Columbus Circle in 1926 was a perfect location for a school for children working in the New York theater because it had steadily developed into an an entertainment mecca ever since the opening of Carnegie Hall on West 57th Street in 1892.  By the 1920’s Columbus Circle was swagged in electric advertising signs and home to a collection of movie palaces, radio studios and legitimate theaters, including the 1300-seat Majestic Theater where “The Wizard of Oz,” Frank L. Baum’s stage adaptation of his novel, opened in 1902.  

The southwest corner of Central Park was conceived as a circle by the park’s designers Frederick Law Olmstead and Calvert Vaux and appears in the original plans laid out for the park in 1857. It was known only as The Circle until the Columbus Monument was erected at its center in 1892 in commemoration of the 400th anniversary of the explorer’s voyage to America.  At a time when Italian immigrants were confronting discrimination and prejudice, the monument became an important symbol of Italian American pride.  The community not only raised the funds to build the monument but donated much of the physical labor to prepare the site.  Created by Italian sculptor Gaetano Russo, the column, statuary and bronze elements were all crafted in Italy.   Despite today’s reexamination of the explorer’s role in American history, the monument continues to serve as a symbol of pride for many in the Italian American community.  

The Columbus Circle subway station was built for New York’s first subway line by the  Interborough Rapid Transit Company (IRT) and opened in 1904 as a local station.  It is one of 28 stations on the original subway line.  In 1932 the Independent Subway System (IND) opened its Eighth Avenue Line express station in Columbus Circle.  It was not until 1948 that the two stations were combined.  Today, the original section of the Columbus Circle IRT Station is a New York City designated landmark and listed on the National Register of Historic Places.

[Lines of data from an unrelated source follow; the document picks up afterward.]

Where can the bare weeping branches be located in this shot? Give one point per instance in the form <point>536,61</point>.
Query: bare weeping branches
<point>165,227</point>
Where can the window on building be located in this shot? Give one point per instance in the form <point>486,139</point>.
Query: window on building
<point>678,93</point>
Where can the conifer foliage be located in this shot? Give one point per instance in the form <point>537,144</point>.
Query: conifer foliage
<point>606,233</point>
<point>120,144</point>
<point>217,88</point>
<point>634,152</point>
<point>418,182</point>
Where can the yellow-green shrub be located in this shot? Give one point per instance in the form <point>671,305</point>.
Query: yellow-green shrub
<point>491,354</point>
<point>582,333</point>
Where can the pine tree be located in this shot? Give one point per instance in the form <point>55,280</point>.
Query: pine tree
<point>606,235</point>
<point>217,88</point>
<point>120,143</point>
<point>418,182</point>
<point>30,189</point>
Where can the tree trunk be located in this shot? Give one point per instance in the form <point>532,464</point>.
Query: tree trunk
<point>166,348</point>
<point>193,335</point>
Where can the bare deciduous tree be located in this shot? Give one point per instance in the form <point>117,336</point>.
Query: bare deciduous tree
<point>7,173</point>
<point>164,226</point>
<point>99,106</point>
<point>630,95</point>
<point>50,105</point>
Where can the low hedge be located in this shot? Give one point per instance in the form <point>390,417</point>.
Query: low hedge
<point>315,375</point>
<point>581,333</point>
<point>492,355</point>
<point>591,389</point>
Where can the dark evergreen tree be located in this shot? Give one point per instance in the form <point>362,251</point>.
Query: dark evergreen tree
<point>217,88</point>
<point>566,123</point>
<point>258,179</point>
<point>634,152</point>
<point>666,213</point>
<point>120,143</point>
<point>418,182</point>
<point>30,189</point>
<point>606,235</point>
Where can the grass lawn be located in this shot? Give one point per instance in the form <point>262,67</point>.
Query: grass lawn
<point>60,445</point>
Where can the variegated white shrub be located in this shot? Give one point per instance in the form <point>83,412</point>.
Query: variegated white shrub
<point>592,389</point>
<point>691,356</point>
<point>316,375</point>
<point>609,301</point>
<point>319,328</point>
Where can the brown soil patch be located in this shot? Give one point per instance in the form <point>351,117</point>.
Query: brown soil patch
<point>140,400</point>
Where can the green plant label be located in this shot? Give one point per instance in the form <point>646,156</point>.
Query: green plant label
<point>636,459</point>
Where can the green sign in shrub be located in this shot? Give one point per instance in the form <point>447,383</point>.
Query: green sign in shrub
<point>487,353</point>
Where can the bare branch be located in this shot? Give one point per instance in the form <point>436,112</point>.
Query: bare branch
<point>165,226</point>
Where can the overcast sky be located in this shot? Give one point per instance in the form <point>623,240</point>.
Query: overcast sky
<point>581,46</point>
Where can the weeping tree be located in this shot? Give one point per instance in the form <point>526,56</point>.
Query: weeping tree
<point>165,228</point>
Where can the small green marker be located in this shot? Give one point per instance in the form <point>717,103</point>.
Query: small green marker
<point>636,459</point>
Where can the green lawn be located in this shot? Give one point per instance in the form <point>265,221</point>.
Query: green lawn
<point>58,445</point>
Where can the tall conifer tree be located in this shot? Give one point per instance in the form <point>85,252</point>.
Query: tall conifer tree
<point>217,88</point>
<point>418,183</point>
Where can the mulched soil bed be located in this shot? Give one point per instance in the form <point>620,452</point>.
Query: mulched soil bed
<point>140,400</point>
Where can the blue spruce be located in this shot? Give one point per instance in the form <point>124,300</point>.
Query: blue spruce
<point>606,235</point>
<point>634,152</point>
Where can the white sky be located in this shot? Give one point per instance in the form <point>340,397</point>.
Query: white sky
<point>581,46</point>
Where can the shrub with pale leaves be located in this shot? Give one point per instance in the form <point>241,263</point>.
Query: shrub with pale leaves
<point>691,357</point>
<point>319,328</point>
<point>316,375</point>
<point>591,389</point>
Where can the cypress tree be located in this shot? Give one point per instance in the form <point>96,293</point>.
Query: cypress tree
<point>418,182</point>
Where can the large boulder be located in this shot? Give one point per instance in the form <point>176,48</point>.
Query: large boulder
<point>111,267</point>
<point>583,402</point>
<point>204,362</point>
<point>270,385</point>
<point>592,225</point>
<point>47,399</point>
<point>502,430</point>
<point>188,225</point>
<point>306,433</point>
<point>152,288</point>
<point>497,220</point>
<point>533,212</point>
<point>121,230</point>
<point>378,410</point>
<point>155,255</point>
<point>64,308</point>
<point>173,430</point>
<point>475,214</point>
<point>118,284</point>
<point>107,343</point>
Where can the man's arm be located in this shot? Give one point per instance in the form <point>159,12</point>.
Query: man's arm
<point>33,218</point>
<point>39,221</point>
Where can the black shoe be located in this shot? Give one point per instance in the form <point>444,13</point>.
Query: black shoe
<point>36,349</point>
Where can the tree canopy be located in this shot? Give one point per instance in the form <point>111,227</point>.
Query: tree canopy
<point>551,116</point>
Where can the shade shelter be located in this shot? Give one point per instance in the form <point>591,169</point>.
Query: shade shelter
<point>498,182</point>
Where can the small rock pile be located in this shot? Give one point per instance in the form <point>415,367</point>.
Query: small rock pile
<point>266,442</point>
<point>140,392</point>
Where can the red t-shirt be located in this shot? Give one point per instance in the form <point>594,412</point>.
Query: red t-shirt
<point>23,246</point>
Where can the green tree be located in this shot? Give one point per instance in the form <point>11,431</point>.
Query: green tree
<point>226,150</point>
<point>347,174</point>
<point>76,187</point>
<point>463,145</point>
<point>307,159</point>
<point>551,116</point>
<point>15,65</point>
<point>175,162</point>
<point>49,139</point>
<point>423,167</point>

Across the circle from the monument, at the southwest entrance to Central Park, stands the USS Maine National Monument erected in 1913 to honor those lost when the battleship Maine exploded and sank in Havana Harbor, igniting the Spanish American War (April 21 – August 13, 1898).   Newspaper mogul William Randolph Hearst, whose newspapers had led the charge to declare war, spearheaded the campaign to erect the memorial and have it located in Columbus Circle.  Hearst had been quietly buying up property in and around Columbus Circle, ultimately hoping to convince the city to rename the circle in his honor, like his newspaper rivals The New York Times (Times Square) and The New York Herald (Herald Square) had managed to have done.   The Great Depression put an end to Hearst’s dream, though the world headquarters of Hearst Communications remains just two blocks south, at the corner of Eighth Avenue and 57th Street in a modern 40-story tower that sits atop the original 1928 structure.